Error: "Requested size is too large"

kylebutts / did2s

Two-stage Difference-in-Differences package following Gardner (2021)

http://kylebutts.github.io/did2s

Other

96 stars 22 forks source link

Error: "Requested size is too large" #7

Closed adebiasi21 closed 2 years ago

adebiasi21 commented 3 years ago

I am trying to run a standard static model:

static <- did2s(mydata0, 
                yname = "crime", first_stage = ~ 0 | parcelid + time, 
                second_stage = ~ post, treatment = "post", 
                cluster_var = "parcelid")

However, I get the following error:

Error in make V(x1, x10, x2) : SpMat::init(): requested size is too large; suggest to enable ARMA_64BIT_WORD

3. stop(structure(list(message = "SpMat::init(): requested size is too large; suggest to enable ARMA_64BIT_WORD", call = make_V(x1, x10, x2), cppstack = NULL), class = c("std::logic_error", "C++Error", "error", "condition")))
2. make_V(x1, x10, x2)
1. did2s(mydata0, yname = "crime", first_stage = ~0 | parcelid + time, second_stage = ~post, treatment = "post", cluster_var = "parcelid")

On its face, it seems like my dataset is too large. Any advice on how to address this error would be appreciated.

kylebutts commented 3 years ago

Yeah, it's almost surely that the dataset is too large to compute analytic standard errors. I would try things in this order:

Bootstrap standard options through the did2s function. See ?did2s for details. This might not work though as the code could admittedly be more efficient.
Do manual block-bootstrap: sample with replacement at the level of the cluster_var. Then compute the first_stage statistic (you can use https://github.com/kylebutts/did2s/blob/23a96e673a31e1f0aaa62dad089783961f24e9b6/R/did2s.R#L248).

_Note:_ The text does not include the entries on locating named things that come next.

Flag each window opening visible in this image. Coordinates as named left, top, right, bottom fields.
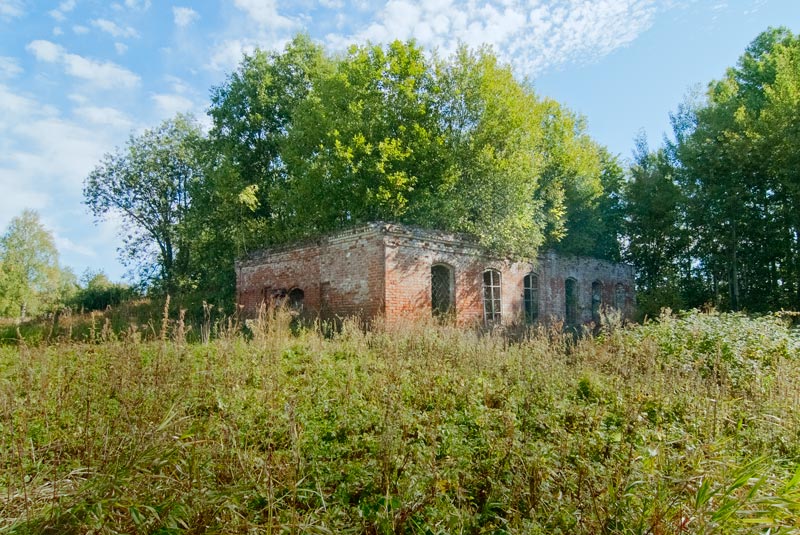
left=483, top=269, right=502, bottom=323
left=564, top=279, right=578, bottom=325
left=614, top=283, right=625, bottom=311
left=592, top=280, right=603, bottom=325
left=287, top=288, right=305, bottom=311
left=431, top=264, right=455, bottom=316
left=522, top=273, right=539, bottom=323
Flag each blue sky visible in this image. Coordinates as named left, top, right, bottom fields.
left=0, top=0, right=800, bottom=280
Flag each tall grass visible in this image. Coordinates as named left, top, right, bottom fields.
left=0, top=312, right=800, bottom=534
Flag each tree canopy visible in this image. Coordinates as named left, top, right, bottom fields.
left=628, top=28, right=800, bottom=311
left=0, top=210, right=64, bottom=319
left=180, top=36, right=620, bottom=304
left=84, top=116, right=202, bottom=293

Do it as a for loop and be careful not use too much memory and it will work

adebiasi21 commented 3 years ago

Thanks, Kyle. I'll try these workarounds. Would running this analysis "as is" on a cluster be another option? Under those conditions, memory wouldn't be an issue. Or, am I not understanding the crux of this issue?

kylebutts commented 3 years ago

That is certainly an option too! Yeah, the problem is that make_V can't store a matrix big enough for the fixed effects even in sparse form. So more memory can fix that problem

I do think it's worth considering if you want to include parcel fixed effects. A slightly higher level of aggregation (e.g. street fixed effects) are theoretically more appealing anyways as a parcel fixed effect is not consistent with fixed T

adebiasi21 commented 3 years ago

Awesome! I'll try my hand at running the analysis on a cluster before trying the other workarounds. And, thanks for the advice on the parcel fixed effects. The variable name is a bit deceiving, as they are actually street networks associated with each parcel in my dataset. "networkid" would likely be a better name.

apodges commented 3 years ago

To update: I tried running the analysis "as is" on a cluster. However, I get the following error: address (nil), cause 'memory not mapped'. I am wondering whether there is some built-in stopping rule within the code that prevents the analysis from proceeding past a certain matrix size. Alternatively, this could be a cluster-specific issue. That said, do you have any insights here?